No ano de 2011, o pai da fotógrafa e escritora Caroline Furneaux faleceu subitamente. Na sequência desse trágico acontecimento, a artista descobriu, entre os pertences do pai, uma caixa que parecia conter um conjunto de segredos acerca do seu passado. Tratava-se de uma box de slides de 35mm, fotografados pelo próprio Colin na década de 1960, que continha uma série de retratos de mulheres bonitas em lugares idílicos da Suécia. Bibi, Isabelle, Charlotte, Judy, Patricia, Harriet, Pia, Rosa, Maja, Britt, Julie, Marianne, Ebba, Liv... Todas eram desconhecidas de Caroline, excepto Barbro, a mulher que se tornaria a sua mãe, cujo retrato estava entre os demais.

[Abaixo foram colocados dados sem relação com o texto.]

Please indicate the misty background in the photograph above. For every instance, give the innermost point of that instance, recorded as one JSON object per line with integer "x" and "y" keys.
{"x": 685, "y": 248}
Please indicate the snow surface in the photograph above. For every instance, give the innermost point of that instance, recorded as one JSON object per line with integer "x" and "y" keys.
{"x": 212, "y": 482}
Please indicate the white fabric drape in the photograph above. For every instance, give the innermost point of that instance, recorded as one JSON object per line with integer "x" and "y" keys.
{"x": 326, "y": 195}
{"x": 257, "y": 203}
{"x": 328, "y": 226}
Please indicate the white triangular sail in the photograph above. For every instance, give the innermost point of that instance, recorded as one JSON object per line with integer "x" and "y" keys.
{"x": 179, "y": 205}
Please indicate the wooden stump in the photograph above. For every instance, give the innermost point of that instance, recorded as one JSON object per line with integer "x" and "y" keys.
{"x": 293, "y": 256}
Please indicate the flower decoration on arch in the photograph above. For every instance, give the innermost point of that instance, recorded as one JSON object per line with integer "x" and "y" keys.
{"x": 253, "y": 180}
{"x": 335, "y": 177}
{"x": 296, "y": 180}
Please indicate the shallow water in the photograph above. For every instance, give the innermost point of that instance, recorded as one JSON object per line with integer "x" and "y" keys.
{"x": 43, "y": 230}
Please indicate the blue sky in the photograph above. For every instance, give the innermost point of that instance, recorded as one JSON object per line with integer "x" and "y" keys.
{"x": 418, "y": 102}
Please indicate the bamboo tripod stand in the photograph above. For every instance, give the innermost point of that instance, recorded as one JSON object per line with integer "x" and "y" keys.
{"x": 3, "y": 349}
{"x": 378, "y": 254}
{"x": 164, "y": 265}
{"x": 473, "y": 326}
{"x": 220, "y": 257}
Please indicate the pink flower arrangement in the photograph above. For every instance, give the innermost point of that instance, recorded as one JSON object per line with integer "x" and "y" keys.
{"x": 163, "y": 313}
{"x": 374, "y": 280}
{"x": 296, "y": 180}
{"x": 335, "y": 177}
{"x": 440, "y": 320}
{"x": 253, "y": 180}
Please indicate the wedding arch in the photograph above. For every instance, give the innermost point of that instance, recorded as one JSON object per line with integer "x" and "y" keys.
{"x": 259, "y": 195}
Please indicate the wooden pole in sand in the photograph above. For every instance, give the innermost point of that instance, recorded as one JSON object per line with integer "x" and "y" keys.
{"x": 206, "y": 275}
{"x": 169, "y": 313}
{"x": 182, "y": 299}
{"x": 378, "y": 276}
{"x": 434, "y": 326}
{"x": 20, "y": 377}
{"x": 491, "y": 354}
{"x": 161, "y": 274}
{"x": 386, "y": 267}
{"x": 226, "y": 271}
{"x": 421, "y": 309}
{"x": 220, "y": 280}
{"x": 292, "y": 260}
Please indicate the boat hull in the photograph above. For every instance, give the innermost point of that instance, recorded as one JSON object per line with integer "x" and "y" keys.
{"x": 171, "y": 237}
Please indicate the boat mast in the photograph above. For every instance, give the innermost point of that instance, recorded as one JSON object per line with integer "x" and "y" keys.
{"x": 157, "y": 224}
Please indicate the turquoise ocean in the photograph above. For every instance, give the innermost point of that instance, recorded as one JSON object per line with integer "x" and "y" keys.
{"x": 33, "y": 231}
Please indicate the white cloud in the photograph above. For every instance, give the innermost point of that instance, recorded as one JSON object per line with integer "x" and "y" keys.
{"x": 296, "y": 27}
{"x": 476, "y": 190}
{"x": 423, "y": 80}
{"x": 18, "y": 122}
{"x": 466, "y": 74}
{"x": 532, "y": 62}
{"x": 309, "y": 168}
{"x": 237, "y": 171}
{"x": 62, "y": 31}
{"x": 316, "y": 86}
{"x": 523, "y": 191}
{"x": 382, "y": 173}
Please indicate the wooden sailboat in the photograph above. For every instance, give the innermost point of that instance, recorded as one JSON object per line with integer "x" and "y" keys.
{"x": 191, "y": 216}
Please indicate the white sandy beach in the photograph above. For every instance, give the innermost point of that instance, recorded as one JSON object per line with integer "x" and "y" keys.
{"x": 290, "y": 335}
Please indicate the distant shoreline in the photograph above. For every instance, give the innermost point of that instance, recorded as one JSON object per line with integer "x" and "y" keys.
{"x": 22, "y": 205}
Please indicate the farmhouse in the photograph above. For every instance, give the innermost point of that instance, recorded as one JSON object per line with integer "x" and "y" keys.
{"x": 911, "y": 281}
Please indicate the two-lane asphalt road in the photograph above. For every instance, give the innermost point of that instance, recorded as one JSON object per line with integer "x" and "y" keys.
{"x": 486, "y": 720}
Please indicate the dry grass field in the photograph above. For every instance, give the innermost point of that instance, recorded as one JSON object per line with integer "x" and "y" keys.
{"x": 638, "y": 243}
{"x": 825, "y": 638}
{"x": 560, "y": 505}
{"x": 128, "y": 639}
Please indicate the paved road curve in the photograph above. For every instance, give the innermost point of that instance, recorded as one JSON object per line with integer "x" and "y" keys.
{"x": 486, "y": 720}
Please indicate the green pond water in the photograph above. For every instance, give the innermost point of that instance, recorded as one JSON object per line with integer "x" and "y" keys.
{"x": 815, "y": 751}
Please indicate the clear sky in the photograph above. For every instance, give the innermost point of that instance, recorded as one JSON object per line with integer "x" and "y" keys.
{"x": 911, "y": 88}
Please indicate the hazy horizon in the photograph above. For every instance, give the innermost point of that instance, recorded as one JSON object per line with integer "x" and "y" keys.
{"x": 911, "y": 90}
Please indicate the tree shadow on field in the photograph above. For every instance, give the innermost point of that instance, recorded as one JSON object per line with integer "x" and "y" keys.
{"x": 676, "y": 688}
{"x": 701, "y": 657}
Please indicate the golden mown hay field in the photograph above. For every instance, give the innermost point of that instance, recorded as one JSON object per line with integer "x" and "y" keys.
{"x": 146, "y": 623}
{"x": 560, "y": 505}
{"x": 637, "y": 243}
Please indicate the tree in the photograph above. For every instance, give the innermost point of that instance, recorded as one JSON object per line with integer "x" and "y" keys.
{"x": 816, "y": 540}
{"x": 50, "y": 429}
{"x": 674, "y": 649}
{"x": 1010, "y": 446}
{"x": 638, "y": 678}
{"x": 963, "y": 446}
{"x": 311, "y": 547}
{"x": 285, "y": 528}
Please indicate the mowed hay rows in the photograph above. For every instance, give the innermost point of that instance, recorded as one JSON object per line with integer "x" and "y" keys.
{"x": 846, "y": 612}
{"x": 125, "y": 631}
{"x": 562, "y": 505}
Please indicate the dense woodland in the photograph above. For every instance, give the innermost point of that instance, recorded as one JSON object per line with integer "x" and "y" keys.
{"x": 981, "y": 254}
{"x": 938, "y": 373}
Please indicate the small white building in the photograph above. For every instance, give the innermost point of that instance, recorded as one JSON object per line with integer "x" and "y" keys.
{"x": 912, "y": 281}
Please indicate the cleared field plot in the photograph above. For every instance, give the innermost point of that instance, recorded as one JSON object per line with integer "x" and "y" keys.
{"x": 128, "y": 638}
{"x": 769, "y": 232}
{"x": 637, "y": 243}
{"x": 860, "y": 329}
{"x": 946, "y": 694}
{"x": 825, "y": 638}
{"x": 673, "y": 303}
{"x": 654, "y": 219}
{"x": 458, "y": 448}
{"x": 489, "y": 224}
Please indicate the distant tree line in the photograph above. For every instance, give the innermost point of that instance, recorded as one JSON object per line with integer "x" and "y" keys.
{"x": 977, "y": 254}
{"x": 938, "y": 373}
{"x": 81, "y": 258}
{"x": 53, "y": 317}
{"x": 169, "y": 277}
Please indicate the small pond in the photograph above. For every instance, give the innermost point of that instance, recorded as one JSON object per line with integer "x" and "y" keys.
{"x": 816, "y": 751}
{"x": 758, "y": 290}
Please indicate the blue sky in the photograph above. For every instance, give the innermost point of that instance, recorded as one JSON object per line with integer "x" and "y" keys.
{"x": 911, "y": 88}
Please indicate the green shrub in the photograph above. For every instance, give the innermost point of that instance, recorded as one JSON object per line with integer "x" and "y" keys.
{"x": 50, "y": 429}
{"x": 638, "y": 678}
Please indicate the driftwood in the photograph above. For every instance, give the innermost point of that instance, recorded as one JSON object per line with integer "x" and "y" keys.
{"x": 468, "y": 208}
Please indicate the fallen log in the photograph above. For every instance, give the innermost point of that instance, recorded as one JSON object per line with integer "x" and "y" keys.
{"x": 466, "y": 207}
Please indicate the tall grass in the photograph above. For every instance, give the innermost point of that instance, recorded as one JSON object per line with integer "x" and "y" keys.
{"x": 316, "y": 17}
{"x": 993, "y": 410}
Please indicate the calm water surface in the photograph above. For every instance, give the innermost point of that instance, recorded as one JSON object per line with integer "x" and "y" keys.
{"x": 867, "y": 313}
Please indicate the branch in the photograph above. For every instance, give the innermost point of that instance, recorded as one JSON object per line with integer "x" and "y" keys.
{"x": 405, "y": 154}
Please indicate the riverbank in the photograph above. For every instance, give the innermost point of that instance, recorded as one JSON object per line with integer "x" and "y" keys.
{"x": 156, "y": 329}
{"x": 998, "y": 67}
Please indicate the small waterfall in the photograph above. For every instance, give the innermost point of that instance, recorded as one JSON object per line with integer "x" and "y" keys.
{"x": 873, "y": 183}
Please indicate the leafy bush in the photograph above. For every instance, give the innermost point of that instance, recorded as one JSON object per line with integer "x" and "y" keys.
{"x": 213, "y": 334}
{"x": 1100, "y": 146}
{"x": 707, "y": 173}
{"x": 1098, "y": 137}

The Mothers I Might Have Had – “As Mães que Poderia Ter Tido”, em tradução livre – é o primeiro livro de Caroline Furneaux e reúne os retratos destas misteriosas e belas mulheres. Quem seriam? Que tipo de relação manteriam com o seu pai? Quem foi Colin antes de conhecer Barbro, a mulher que se tornaria a sua esposa? Que homem foi aquele que existiu antes de Caroline nascer? São questões universais. Saberemos tudo sobre o passado dos nossos pais e mães?
Impunha-se, para a artista, a apropriação das imagens que compõem o arquivo fotográfico do pai. Caroline recortou, reenquadrou, como que guiando a atenção do leitor para os detalhes, misturando-os com as suas observações, que surgem em forma de texto, escrito em verso, junto das imagens.
Em grande plano, o leitor é confrontado com o olhar irritado de Pia, sente o olhar dirigido para a mão que ajusta, languidamente, o biquíni de Rosa, para as jóias que adornam as mãos de Marianne, debruçada sobre o capot de um carro, ou para a capa do disco da Sinfonia nº2 do compositor finlandês Jean Sibelius, que Colin, depois de casar-se, “gostava de ouvir sozinho”, quando a família “desaparecia para a Suécia nas férias grandes”. O leitor percebe que aquele disco já existia antes de Caroline e que os momentos solitários que Colin passava a escutar aquele disco poderiam ser de imersão no passado, nas suas memórias.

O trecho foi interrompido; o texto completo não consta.